This new function is part of the 'parallel for loops' functions. It
takes an iterator callback to generate items to be processed, in
addition to the usual 'process' func callback.
This allows to use common code from BLI_task for a wide range of custom
iteratiors, whithout having to re-invent the wheel of the whole tasks &
data chuncks handling.
This supports all settings features from BLI_task_parallel_range(),
including dynamic and static (if total number of items is knwon)
scheduling, TLS data and its finalize callback, etc.
One question here is whether we should provide usercode with a spinlock
by default, or enforce it to always handle its own sync mechanism.
I kept it, since imho it will be needed very often, and generating one
is pretty cheap even if unused...
Additionaly, this commit converts (currently unused)

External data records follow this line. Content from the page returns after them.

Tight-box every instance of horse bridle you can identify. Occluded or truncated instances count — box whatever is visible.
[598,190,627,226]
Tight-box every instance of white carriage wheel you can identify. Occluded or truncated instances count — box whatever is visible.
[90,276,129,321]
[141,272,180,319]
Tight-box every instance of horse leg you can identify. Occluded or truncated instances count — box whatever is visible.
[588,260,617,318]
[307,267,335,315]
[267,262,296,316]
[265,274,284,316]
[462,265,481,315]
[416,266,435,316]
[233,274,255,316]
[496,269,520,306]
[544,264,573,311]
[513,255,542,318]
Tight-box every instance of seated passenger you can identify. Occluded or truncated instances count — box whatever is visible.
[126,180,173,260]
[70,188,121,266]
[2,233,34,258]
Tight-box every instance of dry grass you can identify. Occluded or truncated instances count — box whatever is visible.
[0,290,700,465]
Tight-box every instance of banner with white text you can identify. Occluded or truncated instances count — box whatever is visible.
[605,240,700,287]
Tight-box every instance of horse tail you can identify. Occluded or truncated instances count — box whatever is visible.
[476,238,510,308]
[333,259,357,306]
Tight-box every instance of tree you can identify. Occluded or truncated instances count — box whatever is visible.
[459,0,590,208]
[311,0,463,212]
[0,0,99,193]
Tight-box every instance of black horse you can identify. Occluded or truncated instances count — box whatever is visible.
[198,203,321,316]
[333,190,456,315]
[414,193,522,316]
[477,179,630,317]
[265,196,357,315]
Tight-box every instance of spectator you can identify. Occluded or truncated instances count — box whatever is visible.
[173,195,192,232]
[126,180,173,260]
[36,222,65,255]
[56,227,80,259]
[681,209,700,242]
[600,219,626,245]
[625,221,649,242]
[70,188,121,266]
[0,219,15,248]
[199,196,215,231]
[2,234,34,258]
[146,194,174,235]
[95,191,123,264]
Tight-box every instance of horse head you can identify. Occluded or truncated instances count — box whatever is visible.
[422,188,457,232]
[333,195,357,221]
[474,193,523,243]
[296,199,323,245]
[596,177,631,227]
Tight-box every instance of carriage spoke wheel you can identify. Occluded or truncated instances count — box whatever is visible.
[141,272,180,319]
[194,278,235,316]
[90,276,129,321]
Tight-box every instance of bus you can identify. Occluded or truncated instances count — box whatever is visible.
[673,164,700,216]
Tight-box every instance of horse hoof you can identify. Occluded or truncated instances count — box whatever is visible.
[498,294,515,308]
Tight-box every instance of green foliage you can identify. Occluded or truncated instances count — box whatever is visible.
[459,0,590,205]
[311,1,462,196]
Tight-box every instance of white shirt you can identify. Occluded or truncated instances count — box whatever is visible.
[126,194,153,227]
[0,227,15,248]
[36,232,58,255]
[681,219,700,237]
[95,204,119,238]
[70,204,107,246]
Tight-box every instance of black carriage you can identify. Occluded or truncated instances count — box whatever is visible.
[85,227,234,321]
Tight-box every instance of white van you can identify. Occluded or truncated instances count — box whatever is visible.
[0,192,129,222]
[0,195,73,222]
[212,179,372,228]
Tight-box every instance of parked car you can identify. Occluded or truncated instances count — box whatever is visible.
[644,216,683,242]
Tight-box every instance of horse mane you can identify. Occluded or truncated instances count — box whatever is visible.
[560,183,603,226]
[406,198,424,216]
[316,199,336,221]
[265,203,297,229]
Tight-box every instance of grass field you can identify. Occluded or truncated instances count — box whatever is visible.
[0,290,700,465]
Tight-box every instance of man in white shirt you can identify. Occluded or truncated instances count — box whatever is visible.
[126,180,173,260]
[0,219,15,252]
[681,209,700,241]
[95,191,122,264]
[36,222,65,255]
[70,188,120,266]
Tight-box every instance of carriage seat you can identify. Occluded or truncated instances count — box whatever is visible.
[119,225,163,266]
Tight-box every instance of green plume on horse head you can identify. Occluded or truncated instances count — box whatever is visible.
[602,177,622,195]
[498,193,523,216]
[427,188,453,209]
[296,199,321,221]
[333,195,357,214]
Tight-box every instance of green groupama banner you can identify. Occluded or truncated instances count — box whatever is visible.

BLI_task_parallel_listbase() to use that generic code. This was done
mostly as proof of concept, but performance-wise it shows some
interesting data, roughly:
- Very light processing (that should not be threaded anyway) is several times slower, which is expected due to more overhead in loop management code.
- Heavier processing can be up to 10% quicker (probably thanks to the switch from dynamic to static scheduling, which reduces a lot locking to fill-in the per-tasks chunks of data). Similar speed-up in non-threaded case comes as a surprise though, not sure what can explain that.
While this conversion is not really needed, imho we should keep it
(instead of existing code for that function), it's easier to have
complex handling logic in as few places as possible, for maintaining and
for improving it.
Note: That work was initially done to allow for D5372 to be possible... Unfortunately that one proved to be not better than orig code on performances point of view.